US 12,314,677 B2
Method for pre-training model, device, and storage medium
Junyuan Shang, Beijing (CN); Shuohuan Wang, Beijing (CN); Siyu Ding, Beijing (CN); Yanbin Zhao, Beijing (CN); Chao Pang, Beijing (CN); and Yu Sun, Beijing (CN)
Assigned to BEIJING BAIDU NETCOM SCIENCE TECHNOLOGY CO., LTD., Beijing (CN)
Filed by BEIJING BAIDU NETCOM SCIENCE TECHNOLOGY CO., LTD., Beijing (CN)
Filed on Aug. 16, 2022, as Appl. No. 17/889,218.
Claims priority of application No. 202111260446.4 (CN), filed on Oct. 28, 2021.
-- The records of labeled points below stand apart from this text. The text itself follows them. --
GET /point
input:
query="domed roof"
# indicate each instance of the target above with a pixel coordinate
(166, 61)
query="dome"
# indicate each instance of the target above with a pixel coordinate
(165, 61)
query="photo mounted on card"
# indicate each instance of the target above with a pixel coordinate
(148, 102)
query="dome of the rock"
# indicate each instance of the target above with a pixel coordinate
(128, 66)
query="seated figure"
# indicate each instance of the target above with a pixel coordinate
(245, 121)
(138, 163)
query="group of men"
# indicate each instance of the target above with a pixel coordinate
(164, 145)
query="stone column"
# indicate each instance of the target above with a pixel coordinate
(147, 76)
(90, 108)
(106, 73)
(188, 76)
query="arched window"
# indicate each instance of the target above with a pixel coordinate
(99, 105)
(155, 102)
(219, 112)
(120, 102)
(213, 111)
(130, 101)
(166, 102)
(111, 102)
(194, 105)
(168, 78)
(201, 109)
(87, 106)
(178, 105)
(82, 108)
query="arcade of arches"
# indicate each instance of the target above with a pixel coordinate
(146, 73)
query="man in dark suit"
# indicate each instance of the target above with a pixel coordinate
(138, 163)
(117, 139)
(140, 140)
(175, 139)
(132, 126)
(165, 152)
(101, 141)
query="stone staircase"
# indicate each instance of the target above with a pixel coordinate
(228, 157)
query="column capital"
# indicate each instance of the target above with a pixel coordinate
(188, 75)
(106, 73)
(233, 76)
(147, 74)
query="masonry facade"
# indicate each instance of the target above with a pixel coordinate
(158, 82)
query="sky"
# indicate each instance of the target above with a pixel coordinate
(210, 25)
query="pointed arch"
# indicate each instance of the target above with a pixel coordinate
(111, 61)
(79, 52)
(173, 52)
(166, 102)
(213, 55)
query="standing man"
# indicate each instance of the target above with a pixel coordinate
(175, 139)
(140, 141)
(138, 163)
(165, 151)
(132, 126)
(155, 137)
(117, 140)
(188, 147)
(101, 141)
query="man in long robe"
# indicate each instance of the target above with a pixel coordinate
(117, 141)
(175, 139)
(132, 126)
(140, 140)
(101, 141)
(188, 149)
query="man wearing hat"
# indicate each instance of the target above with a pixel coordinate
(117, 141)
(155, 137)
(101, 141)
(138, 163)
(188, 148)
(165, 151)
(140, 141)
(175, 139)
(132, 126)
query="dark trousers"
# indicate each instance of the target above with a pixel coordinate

Prior Publication US 2023/0040095 A1, Feb. 9, 2023
Int. Cl. G06F 40/40 (2020.01); G06F 40/289 (2020.01)
CPC G06F 40/40 (2020.01) [G06F 40/289 (2020.01)] 20 Claims
OG exemplary drawing
 
10. An electronic device, comprising:
at least one processor; and
a memory communicatively connected to the at least one processor; wherein,
the memory stores instructions executable by the at least one processor, and the instructions, when executed by the at least one processor, cause the at least one processor to perform operations, the operations comprising:
acquiring a sample natural language text;
generating N types of prompt words based on the sample natural language text, wherein N is a positive integer, and the N types comprise at least one of a task type, a topic type, a key phrase type, or a sentiment type;
generating sample input data based on the sample natural language text and the N types of prompt words; and
training an initial language model based on the sample input data, to obtain a pre-trained language model,
wherein the generating sample input data based on the sample natural language text and the N types of prompt words, comprises:
generating random sampling probabilities of the N types of prompt words respectively;
selecting, from the N types of prompt words, a prompt word whose random sampling probability is greater than a preset probability threshold;
intercepting a sample prefix text fragment from the sample natural language text; and
splicing the selected prompt word with the sample prefix text fragment to generate the sample input data.